Abstract For low-permeability formations, such as oil- and gas-bearing shales, hydraulic fracturing stimulation is a requisite to obtain commercial production. One of the key parameters for ensuring successful stimulation and prolonged production is the proper selection of stimulation fluid. The selection and optimization of the fracturing fluid is greatly dependent on the reservoir rock properties as well as the formation softening resulting from fluid-formation interaction. In the past, slickwater treatment fluids often were adopted in tight shale plays for creating a complex fracture network for maximum production yield. Most often, the slickwater recipe is driven by formation fluid sensitivity analysis (e.g., effect of fresh water, salt, or acids on the formation). While this might work for a few formations, the rock mechanical properties, such as Young's modulus and Poisson's ratio, will determine the fracability and whether it is advantageous to use slickwater, linear gel, or crosslinked gel.
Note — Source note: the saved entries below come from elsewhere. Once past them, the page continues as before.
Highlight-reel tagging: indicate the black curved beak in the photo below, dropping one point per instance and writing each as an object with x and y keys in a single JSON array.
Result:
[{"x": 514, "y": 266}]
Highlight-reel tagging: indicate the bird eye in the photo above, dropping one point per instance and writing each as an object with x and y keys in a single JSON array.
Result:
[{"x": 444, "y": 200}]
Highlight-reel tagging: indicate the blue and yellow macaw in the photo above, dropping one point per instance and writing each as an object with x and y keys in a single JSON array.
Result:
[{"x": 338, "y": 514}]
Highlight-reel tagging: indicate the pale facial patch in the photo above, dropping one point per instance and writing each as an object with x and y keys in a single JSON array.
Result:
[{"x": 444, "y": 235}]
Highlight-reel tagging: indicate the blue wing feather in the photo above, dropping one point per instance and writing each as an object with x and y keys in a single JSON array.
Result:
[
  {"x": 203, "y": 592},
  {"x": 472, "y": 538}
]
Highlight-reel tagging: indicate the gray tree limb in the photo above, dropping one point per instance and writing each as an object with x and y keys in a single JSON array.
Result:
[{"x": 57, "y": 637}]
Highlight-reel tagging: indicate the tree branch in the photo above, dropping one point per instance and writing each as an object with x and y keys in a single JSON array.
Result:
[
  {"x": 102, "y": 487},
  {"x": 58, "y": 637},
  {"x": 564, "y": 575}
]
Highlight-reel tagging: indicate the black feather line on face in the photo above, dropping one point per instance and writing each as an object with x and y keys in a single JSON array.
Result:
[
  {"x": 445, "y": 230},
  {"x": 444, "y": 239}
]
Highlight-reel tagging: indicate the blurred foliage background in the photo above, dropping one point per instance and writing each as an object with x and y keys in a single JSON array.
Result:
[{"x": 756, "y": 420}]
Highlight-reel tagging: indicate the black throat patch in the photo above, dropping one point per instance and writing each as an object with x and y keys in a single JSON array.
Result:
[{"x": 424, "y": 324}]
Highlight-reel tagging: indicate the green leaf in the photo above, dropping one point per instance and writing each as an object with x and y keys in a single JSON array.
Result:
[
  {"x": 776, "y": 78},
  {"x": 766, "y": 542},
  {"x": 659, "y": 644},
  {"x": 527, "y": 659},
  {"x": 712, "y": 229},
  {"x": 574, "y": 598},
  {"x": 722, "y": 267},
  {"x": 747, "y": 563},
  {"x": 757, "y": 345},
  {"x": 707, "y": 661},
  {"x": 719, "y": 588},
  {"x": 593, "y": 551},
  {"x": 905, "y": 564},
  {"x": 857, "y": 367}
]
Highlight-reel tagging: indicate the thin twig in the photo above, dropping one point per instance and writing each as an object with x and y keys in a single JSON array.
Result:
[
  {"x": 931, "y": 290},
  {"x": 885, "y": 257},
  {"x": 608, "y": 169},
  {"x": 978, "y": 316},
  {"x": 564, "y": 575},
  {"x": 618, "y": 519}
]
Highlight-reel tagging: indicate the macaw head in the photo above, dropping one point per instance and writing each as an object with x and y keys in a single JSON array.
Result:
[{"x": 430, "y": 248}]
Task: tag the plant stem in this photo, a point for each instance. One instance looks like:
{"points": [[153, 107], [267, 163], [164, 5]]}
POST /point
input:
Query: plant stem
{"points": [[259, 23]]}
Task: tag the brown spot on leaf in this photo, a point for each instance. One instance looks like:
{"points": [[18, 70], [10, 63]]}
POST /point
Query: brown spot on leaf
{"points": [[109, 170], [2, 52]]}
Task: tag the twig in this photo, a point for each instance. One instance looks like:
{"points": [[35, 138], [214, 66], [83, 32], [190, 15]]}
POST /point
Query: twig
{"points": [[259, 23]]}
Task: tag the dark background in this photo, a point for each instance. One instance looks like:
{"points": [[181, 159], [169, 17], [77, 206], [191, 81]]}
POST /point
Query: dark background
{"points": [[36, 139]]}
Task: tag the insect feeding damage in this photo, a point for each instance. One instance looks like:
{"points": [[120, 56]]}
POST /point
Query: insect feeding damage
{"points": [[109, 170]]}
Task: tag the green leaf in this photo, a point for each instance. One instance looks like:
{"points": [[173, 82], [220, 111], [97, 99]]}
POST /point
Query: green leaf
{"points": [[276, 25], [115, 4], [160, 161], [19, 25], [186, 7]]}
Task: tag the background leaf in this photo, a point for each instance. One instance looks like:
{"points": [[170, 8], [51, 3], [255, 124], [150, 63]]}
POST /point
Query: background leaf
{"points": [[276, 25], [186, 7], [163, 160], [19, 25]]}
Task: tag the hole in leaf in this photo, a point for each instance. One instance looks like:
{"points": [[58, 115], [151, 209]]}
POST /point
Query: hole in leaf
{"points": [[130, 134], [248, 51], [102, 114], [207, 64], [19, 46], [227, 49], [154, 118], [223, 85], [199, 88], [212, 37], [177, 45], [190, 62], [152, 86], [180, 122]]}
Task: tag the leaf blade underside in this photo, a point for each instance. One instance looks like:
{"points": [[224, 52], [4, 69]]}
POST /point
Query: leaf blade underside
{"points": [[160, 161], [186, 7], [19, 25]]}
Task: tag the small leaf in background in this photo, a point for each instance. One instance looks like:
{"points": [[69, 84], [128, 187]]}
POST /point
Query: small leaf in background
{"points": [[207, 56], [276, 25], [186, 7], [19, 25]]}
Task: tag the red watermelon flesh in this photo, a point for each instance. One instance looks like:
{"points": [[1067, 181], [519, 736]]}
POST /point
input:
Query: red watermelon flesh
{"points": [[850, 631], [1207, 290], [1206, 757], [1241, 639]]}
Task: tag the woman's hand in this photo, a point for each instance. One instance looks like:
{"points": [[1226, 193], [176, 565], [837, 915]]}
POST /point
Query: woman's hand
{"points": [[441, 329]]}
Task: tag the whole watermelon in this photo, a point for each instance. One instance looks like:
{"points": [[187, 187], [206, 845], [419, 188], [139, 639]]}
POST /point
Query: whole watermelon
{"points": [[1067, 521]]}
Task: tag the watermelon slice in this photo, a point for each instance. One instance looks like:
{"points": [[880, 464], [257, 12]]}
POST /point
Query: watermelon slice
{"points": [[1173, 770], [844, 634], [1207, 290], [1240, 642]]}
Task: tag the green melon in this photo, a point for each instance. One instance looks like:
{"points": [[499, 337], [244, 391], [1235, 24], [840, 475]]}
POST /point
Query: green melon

Similarly, formation softening analysis using a Brinell hardness test and proppant embedment test will ensure that the formation does not close upon fluid treatment and will have conductive flow channels. This paper discusses the impact of different types of fracturing fluids on different shale formations. The paper also discusses processes involving fluid sensitivity tests, formation softening, and rock mechanical tests and shows their influence on the choice of the proper fluid formulation for hydraulic fracturing through data from a few test samples. The formation rock, proppant, and fracturing fluid interaction can also cause diagenetic growth on proppant and formation faces, resulting in formation softening and a large decrease in fracture conductivity. This paper focusses on careful selection of the stimulation fluid based on rock parameters to ensure prolonged production in tight oil and gas shale plays.